Today, we are bowing under the burden of multiple government scandals, the biggest one being the revelation that the National Security Agency (NSA), is monitoring the phone records of Verizon customers, and monitoring the internet actions of members of Google, Yahoo, Microsoft and even Facebook.  It seems the places we spend the most time, the government has decided concerns of our National Security.  Who we talk to, when we talk to them, where we are calling them from, how long we talk to them, what we share on facebook, what we search for on the internet via search engines.  It's crazy, right?  

There were voices crying in the wilderness that this would happen, way back when the Patriot Act was first passed, but most people brushed those voices aside.

I was one of those people who brushed aside the warnings, and I'm here to confess.  I was wrong.  Whether or not the this monstrous intrusiveness was initiated under the Bush Administration or the Obama Administration, I was wrong.  Even if the original intent of the Patriot Act was only to track the activities of those suspected of terrorism, I was wrong.  With the exponential growth of the Government, year after year, Administration after Administration, it was foolish for anyone to believe that we wouldn't eventually come to this point.  Power corrupts, you know.  I was scared, and I wasn't thinking long term or down the road.  I was thinking only that my world had changed dramatically, in just a few hours, and my children would be forced to grow up in this new world, which was far more frightening than the old world.  I was wrong.

What puzzles me, is that the voices that were so clear, those voices in the wilderness back in the aftermath of 9/11, many of those voices are notoriously silent.  Some are even defending this policy, now, when under a different President, they were screaming bloody murder.  I've started to think many of those voices were simply partisan voices, trying to undermine one administration.   Especially those voices going on during the election of 2004. Where are they now? 

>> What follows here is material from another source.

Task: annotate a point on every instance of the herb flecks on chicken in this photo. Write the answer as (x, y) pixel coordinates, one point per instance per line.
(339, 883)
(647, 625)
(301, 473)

I was wrong.  The overreaching power grab by the Bush Administration, backed by a bipartisan majority of the Congress and Senate was wrong.  And if it was so wrong back then, it's even more wrong today.  Anyone who decried that action nine years ago, but is silent today, is the worst kind of hypocrite.  The actions didn't get better, they got worse, as is almost always the case when the government seizes control of something new.  If it was bad then, if it was a civil liberties violation then, it is even more so now.  

I realized a few months ago, that I never quite understood Patrick Henry's speech on the floor of Congress.  I never quite understood what he meant.  If I had, I would have been less supportive of the Patriot Act, and more supportive of the voices in the wilderness, now gone silent.  "Give me liberty or give me death."

I'd rather face the barrel of a gun, than face the erosion of my freedom.  That's what Mr. Henry meant, and that's what, in our fear, in our life altering moment, that's what we forgot.

Do you remember how you felt on September 11?  I do, and it doesn't change that I was wrong.